Step 2: Risk and Volatility (Standard Deviation)

Next, to factor in the risk portion, we checked for the 7-year rolling standard deviation. Standard deviation measures how much a mutual fund’s returns deviate from its average.

Example of Standard Deviation:

For instance, a mutual fund has a standard deviation of 3% and an average return of 10%. The fund’s returns could range from 7% to 13%. So, standard deviation measures the volatility of the fund. The greater the standard deviation, the more volatile the fund.

Coming to rolling standard deviation, it works the same way as rolling returns. Just as we calculate daily returns over a specific time period, we calculate the daily standard deviation over the same period and then average across thousands of instances. That is termed the rolling standard deviation for that period.

Now, we removed the schemes with a 7-year rolling standard deviation below the average 7-year rolling standard deviation of the category. This gave us the schemes that have been less volatile than the category average.

Final Selection

So, basically, we filtered out the schemes that have delivered 7-year rolling returns higher than the category average while being less volatile than the category. And this gave us our list of 5 tax-saving funds. We did not rank these funds. We are revealing the names in order of size.


5 Best ELSS Funds to Invest in 2026

1. Mirae Asset ELSS Tax-Saver Fund

So, let’s start with the biggest fund. Managed by veteran fund manager Nilesh Surana, Mirai Asset ELSS tax-saver fund is also the third-largest tax-saving fund, with assets worth Rs 25,000 crore.

  • Performance: It has delivered a 7-year rolling return of 19.21%.
  • Lump Sum Growth: Now, let’s look at how much this fund has made for its investors. If you had invested Rs 1 lakh in this fund 5 years ago, it would have nearly tripled to Rs 2.8 lakh by now.
  • SIP Growth: And a Rs 10,000 monthly SIP in this scheme for 5 years, where you would have invested Rs 6 lakh till date, would have grown to a massive Rs 10.9 lakh.

2. DSP ELSS Tax-Saver Fund

Then we have the DSP ELSS tax-saver fund, which is also the fourth-largest fund in the ELSS space and has delivered rolling returns of 16.38%.

  • Lump Sum Growth: Now, in terms of amount, Rs 1 lakh invested in it 5 years ago would have tripled to Rs 2.93 lakh.
  • SIP Growth: And a Rs 10,000 monthly SIP for 5 years would have grown your money to Rs 11.73 lakh.

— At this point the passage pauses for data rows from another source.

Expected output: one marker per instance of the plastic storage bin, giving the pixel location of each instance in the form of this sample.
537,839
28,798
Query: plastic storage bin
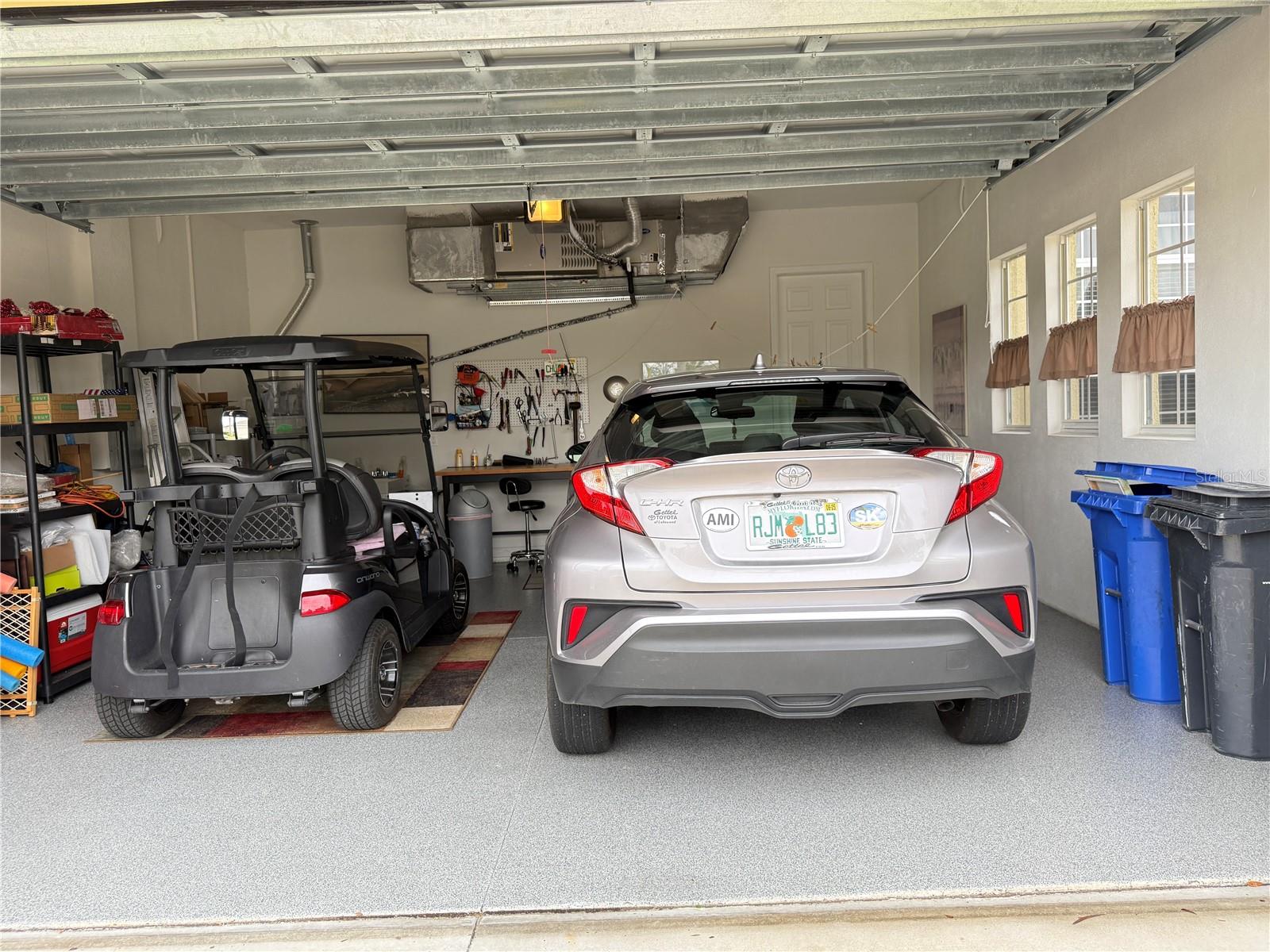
1130,570
471,528
1219,550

3. Motilal Oswal ELSS Tax-Saver Fund

Next, we have Motilal Oswal ELSS tax-saver fund managing assets of around Rs 4,000 crore.

  • Performance: It has delivered a 16.2% rolling return over the 7 years.
  • Lump Sum Growth: And if you had invested Rs 1 lakh in this fund 5 years ago, you would have more than tripled your money to Rs 3.28 lakh by now.
  • SIP Growth: And a Rs 10,000 monthly SIP started 5 years ago would have grown to a massive Rs 13.92 lakh.

4. PGIM India ELSS Tax-Saver Fund

With 15.82% 7-year rolling returns, we have a relatively minor fund on the list: PGM India ELSS tax-saver fund, which manages assets worth Rs 769 crore.

  • Lump Sum Growth: And if you had invested Rs 1 lakh in it 5 years ago, you would have made Rs 2.64 lakh by now.
  • SIP Growth: And a Rs 10,000 monthly SIP continued for 5 years would have made you an amazing corpus of Rs 10.47 lakh by now.

5. Tata ELSS Tax-Saver Fund

Next in the list is the Tata ELSS tax-saver fund, which has delivered a 7-year rolling return of 14.97%.

  • Lump Sum Growth: Looking at how much this fund has made for its investors, Rs 1 lakh invested 5 years ago would have grown to Rs 2.5x, or Rs 2.57 lakh.
  • SIP Growth: And a Rs 10,000 monthly SIP for 5 years would have grown to Rs 10.87 lakh.
Best ELSS Funds

Conclusion: Why ELSS is a Smart Choice

Friends, ELSS mutual funds are not only good for tax savings but also offer good returns. The reason is that our funds are locked in ELSS for 3 years. And then, whether it is in profit or loss, we can’t sell it before 3 years.

In this way, the ELSS fund is saved from our emotional mistakes. And funds stay in mutual funds for a long time, allowing them to generate good returns.

So, we hope you will now definitely invest in ELSS mutual funds and make good returns while saving tax.